With one day of 2011 left it’s perhaps fitting that I finally finished Solar by Ian McEwan which was the book I was reading on Jan 1st of this year. Also if you recall I counted the 118 pages I’d read thus far in last year’s total based on the presumption that I’d finish it this year or face a penalty of -1 point.
For most of the year it’s looked like I would pay that penalty – though recently it’s also looked like it wouldn’t affect my final score by much. However I decided to start reading it again (and began at the beginning) on 22nd Dec. Fortunately I didn’t get stuck or bogged down and it was a fairly easy read.

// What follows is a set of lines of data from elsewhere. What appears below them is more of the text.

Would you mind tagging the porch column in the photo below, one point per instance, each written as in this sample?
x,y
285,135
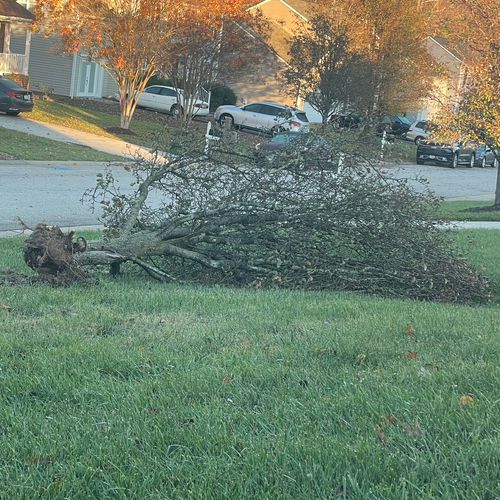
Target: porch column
x,y
27,46
6,38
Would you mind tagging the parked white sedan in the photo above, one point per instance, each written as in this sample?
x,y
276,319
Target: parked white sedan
x,y
263,116
163,98
419,131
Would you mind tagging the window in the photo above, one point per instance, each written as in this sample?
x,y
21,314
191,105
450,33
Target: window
x,y
265,109
302,117
252,108
153,90
168,92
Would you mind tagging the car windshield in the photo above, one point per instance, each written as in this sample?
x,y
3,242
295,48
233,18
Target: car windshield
x,y
284,138
9,84
301,116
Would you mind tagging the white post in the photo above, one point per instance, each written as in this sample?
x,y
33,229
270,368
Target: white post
x,y
384,142
6,39
207,137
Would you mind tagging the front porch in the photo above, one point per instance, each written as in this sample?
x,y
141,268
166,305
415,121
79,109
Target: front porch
x,y
15,38
14,64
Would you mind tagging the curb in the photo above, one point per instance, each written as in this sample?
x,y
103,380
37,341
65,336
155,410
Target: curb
x,y
26,232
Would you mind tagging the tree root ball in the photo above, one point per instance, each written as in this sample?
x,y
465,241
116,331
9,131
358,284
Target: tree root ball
x,y
50,253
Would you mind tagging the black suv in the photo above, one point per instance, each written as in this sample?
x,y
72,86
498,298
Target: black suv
x,y
445,154
13,98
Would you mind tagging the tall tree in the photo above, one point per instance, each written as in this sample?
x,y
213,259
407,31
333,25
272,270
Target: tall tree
x,y
390,36
208,37
323,69
130,38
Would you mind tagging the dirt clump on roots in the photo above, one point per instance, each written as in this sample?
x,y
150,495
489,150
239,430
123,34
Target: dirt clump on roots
x,y
50,253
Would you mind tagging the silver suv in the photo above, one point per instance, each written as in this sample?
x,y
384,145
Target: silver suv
x,y
263,116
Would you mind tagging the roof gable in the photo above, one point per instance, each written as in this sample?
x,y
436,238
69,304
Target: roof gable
x,y
286,19
10,8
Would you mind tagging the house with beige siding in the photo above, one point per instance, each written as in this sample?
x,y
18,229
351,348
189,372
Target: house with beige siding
x,y
262,81
15,38
287,18
63,74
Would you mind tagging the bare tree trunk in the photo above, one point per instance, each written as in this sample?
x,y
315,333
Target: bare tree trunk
x,y
497,190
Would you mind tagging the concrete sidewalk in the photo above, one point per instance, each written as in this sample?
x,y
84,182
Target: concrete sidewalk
x,y
72,136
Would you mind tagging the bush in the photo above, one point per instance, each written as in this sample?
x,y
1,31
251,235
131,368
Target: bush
x,y
158,80
221,94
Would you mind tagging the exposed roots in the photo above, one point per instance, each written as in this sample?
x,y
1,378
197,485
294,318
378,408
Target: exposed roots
x,y
50,253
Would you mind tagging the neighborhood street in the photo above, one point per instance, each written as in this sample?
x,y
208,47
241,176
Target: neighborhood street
x,y
51,191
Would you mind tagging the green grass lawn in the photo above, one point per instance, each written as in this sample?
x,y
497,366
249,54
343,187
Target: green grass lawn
x,y
95,122
133,389
21,146
454,210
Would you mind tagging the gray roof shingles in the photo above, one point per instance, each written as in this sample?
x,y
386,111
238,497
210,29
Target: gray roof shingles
x,y
10,8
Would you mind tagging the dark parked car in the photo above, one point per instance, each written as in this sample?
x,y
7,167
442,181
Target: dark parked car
x,y
394,125
349,121
445,154
13,98
313,150
485,157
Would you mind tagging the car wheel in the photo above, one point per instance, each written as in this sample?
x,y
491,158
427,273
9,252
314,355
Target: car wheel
x,y
175,110
454,161
226,121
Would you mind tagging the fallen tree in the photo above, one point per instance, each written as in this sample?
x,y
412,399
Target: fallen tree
x,y
295,220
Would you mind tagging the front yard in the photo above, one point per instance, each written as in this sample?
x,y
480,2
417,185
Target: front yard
x,y
132,389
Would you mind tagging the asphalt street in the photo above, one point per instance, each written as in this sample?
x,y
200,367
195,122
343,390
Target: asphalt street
x,y
452,184
51,192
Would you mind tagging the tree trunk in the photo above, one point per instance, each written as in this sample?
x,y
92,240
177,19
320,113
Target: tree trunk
x,y
497,190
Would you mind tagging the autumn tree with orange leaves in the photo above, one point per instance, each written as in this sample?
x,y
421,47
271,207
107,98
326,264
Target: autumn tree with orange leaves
x,y
473,30
132,39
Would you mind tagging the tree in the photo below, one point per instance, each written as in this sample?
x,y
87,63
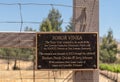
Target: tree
x,y
69,28
46,26
108,48
53,21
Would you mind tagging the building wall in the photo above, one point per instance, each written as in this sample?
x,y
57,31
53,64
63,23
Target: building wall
x,y
86,15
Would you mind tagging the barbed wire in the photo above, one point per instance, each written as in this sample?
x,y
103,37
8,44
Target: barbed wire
x,y
39,4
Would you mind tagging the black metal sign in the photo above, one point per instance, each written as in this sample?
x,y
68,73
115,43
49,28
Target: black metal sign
x,y
67,51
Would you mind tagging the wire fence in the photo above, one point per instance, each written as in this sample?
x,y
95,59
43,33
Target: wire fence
x,y
28,73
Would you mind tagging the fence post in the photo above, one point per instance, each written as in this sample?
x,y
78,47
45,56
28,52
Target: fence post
x,y
86,19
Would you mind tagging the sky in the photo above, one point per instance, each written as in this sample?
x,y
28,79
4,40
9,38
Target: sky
x,y
109,11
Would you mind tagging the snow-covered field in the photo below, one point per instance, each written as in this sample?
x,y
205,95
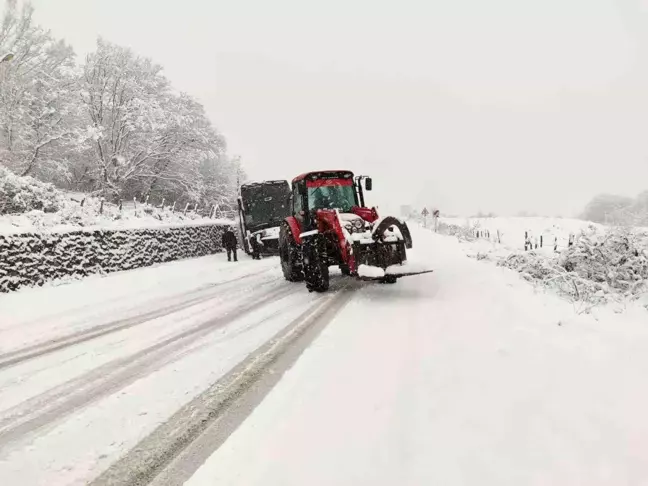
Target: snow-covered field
x,y
512,230
467,375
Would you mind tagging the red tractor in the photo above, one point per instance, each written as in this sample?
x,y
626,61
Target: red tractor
x,y
330,225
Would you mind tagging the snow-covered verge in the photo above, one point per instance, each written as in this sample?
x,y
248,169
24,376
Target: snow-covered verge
x,y
28,205
37,258
604,265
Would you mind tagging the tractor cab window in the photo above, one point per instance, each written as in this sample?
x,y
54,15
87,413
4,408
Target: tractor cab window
x,y
332,197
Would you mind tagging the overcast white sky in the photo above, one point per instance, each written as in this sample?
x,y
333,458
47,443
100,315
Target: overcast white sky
x,y
498,105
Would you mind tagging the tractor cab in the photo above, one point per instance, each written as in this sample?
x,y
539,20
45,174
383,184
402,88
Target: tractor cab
x,y
329,190
331,226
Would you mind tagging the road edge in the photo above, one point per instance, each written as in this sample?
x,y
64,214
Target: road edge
x,y
157,451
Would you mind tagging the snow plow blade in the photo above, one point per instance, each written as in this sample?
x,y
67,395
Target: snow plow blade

Solar follows the exploits of Nobel Prize-winning physicist Michael Beard from 2000 to 2009 and his interest in and work toward the use of solar energy. The book is in three sections set in 2000, 2005 and 2009 respectively. In the first we follow his introduction to the science of climate change and his involvement in a government initiative to pursue renewable energy sources – at this stage the big focus is wind power. In the second section he’s parted company with this project and is looking to exploit commercially ideas about artificial photosynthesis. In the final section of the book his company is gearing up for a practical demonstration of the technology on a non-trivial scale (providing power for a whole town).
Alongside this progression of technology we have developments in his somewhat messy personal life. Here, as in the behind the scenes of his business dealing, we see that Beard is not the most ethical man, to put it mildly.
The thing about this novel is that if you aren’t at least fascinated by the main character then you may find it a tough read. Fortunately I quite liked him and wanted to see whether he would succeed. I say I liked him, this was despite a couple of specific incidents of really bad behaviour and a pattern of selfish indulgent living. If anything the later, in which I can easily see myself, softened me a little towards the former.
In the end the consequences of his behaviour do work themselves out – at least some of it. I was left thinking about parallels with the ways in which society in general acts in terms of climate change – denial, well-meaning but counter-productive or ineffectual, an unwillingness to give up self-destructive indulgent behaviour and a failure to take seriously the consequences of actions taken years before. I’m sure some of these parallels were deliberate but maybe not all.
7/10 – not my favourite McEwan but a good read nonetheless.